Private equity companies led by Blackstone Group and Texas Pacific Group are expected soon to begin takeover talks for the Indian mobile phone operations of Hutchison Telecommunications International Limited.

Any sale of HTIL’s 67 per cent stake in Hutchison Essar, which has an enterprise value of $10bn to $13bn, would be Asia’s largest private equity deal.

A sale would give the private equity groups access to India’s booming telecoms market and help HTIL, controlled by Hong Kong tycoon Li Ka-shing, raise cash for its struggling third generation telecoms operations.

But a deal could face hurdles from the Hong Kong company’s local partner, Essar Teleholdings, which claims pre-emption rights over any sale by HTIL of its stake in their joint venture.

India has overtaken China as the world’s fastest growing mobile phone market. In October, 6.7m new subscribers brought the country’s total to 136m, compared with China’s 5.9m additions and 449m total customers.

The interest in Hutchison Essar, the third-largest operator in the market with 23.3m subscribers, comes as private equity firms have been raising more funds to target Asia’s high-growth markets.

HTIL declined to comment on Thursday while Essar Teleholdings said it had not been approached by the private equity firms.

People close to the situation said talks between HTIL and Blackstone and Texas Pacific were at a preliminary stage but “detailed talks will take place soon”.

One said HTIL wanted the money to help revive its struggling third generation telecoms division, 3: “Li Ka-shing is a dealmaker and he needs the money to help turn round 3.”

It is understood that Essar would insist on pre-emption rights on any substantial sale by HTIL of its holdings in the joint venture. Essar would then have the right to match or better any offer from the private equity group.
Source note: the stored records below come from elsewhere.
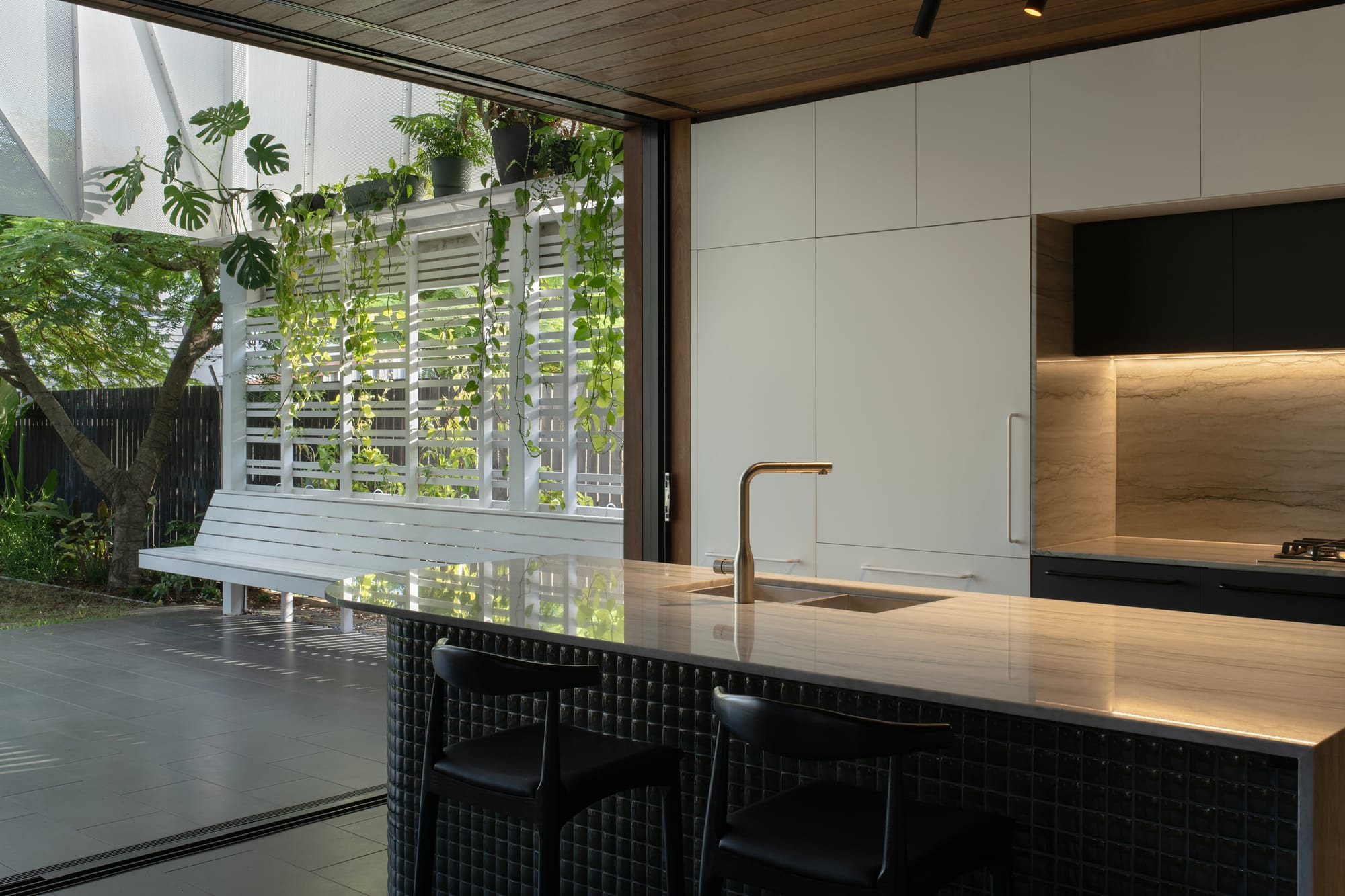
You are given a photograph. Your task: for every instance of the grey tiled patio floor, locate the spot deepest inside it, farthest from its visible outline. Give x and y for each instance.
(345, 856)
(120, 731)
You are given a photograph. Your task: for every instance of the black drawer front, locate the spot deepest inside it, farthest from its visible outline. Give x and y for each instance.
(1113, 581)
(1312, 599)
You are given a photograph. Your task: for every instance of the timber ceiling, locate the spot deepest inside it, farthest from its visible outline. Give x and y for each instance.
(625, 60)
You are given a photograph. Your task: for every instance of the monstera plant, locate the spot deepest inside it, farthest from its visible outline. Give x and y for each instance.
(249, 259)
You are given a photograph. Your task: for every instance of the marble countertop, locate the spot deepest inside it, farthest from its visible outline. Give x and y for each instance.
(1249, 684)
(1218, 555)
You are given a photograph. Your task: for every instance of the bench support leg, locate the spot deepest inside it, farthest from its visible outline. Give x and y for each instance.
(236, 598)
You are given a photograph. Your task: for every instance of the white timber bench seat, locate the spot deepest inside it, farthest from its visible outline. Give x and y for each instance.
(302, 542)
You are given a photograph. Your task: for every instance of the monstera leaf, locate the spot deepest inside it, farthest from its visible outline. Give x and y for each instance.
(267, 206)
(251, 261)
(127, 182)
(267, 155)
(223, 122)
(188, 206)
(173, 159)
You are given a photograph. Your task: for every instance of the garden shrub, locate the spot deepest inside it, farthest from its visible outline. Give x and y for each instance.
(29, 549)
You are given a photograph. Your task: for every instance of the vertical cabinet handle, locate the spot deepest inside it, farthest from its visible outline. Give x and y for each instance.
(1012, 540)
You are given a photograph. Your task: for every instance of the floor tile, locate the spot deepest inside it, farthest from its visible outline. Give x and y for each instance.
(141, 830)
(235, 771)
(302, 790)
(22, 776)
(258, 874)
(124, 774)
(375, 829)
(341, 768)
(365, 814)
(352, 740)
(83, 805)
(204, 802)
(36, 841)
(315, 846)
(367, 874)
(192, 724)
(263, 744)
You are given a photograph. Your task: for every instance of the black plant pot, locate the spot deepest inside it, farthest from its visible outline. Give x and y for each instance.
(384, 194)
(450, 175)
(512, 146)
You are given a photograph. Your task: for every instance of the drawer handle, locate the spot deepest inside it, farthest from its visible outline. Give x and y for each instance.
(915, 572)
(767, 560)
(1139, 580)
(1278, 591)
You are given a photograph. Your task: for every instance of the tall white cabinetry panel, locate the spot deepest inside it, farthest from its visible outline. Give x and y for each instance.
(755, 400)
(1272, 103)
(867, 162)
(757, 184)
(974, 147)
(1117, 127)
(925, 358)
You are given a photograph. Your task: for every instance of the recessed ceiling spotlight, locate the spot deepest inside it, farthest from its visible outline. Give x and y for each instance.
(925, 19)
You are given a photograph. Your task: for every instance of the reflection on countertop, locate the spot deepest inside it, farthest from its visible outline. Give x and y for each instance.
(1242, 682)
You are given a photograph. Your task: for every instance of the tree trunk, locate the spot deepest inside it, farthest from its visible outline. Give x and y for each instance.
(128, 536)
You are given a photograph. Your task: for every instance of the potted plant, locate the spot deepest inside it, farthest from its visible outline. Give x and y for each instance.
(512, 136)
(379, 190)
(555, 147)
(451, 139)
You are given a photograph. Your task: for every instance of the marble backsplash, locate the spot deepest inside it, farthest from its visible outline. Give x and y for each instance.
(1246, 448)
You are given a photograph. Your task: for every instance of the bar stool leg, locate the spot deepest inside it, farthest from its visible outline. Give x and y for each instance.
(549, 860)
(673, 865)
(427, 827)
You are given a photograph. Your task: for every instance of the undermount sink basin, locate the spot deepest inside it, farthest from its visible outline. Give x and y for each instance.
(822, 599)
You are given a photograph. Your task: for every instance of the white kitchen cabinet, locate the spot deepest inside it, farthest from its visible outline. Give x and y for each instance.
(925, 369)
(973, 147)
(1117, 127)
(1272, 104)
(755, 178)
(755, 400)
(867, 162)
(926, 569)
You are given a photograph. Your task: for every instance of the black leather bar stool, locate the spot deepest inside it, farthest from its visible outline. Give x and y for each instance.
(545, 774)
(837, 840)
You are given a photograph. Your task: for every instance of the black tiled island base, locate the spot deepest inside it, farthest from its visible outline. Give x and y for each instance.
(1098, 811)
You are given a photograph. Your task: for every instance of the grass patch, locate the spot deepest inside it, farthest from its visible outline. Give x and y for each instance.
(24, 604)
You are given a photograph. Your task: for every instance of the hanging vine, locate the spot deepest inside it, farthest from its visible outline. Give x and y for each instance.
(598, 284)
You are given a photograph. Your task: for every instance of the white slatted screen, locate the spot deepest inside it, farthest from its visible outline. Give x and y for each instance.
(395, 432)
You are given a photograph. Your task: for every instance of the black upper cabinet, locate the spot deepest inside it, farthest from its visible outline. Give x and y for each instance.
(1289, 275)
(1151, 286)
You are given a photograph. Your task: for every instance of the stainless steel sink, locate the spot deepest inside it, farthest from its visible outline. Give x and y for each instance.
(773, 594)
(822, 599)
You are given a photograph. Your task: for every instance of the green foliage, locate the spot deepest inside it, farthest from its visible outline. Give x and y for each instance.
(599, 284)
(92, 304)
(29, 549)
(189, 205)
(454, 131)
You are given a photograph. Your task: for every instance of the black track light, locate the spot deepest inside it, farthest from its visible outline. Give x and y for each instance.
(925, 21)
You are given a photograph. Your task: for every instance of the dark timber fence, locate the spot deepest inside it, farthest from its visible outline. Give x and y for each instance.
(116, 421)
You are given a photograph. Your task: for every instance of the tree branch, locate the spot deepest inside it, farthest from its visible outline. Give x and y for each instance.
(87, 454)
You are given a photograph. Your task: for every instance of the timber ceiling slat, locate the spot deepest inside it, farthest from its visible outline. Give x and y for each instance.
(715, 56)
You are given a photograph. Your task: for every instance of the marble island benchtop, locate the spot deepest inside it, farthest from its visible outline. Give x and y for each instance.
(1270, 686)
(1218, 555)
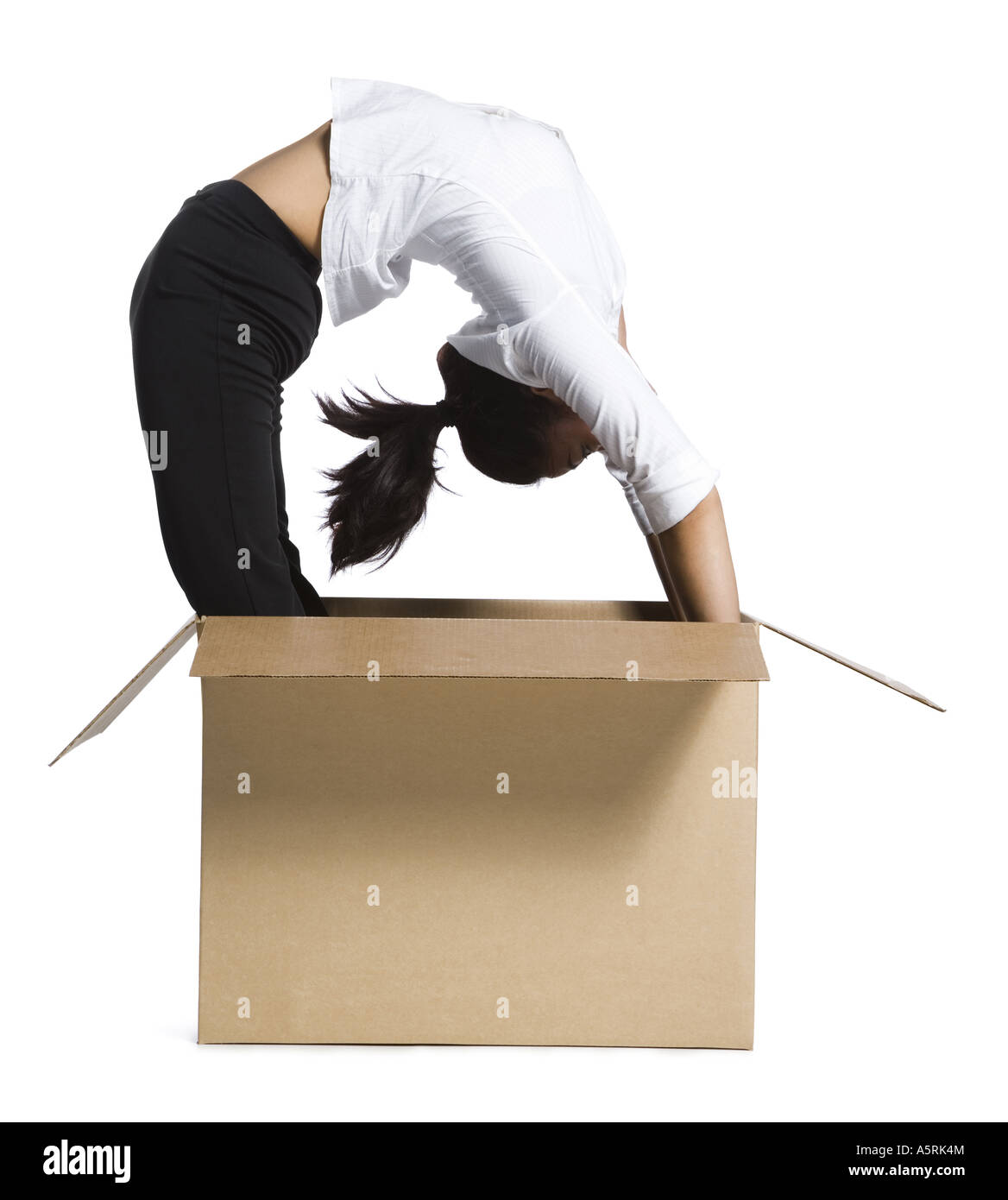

A person familiar with Essar said the group until now had been keen to increase its stake in the joint venture rather than sell. “Clearly Essar’s past conduct and intention has been to increase its stake,”
he said.

Another person familiar with the joint venture said HTIL had contemplated many times in the past few years listing its Indian operations to raise money but had been deterred by regulatory hurdles.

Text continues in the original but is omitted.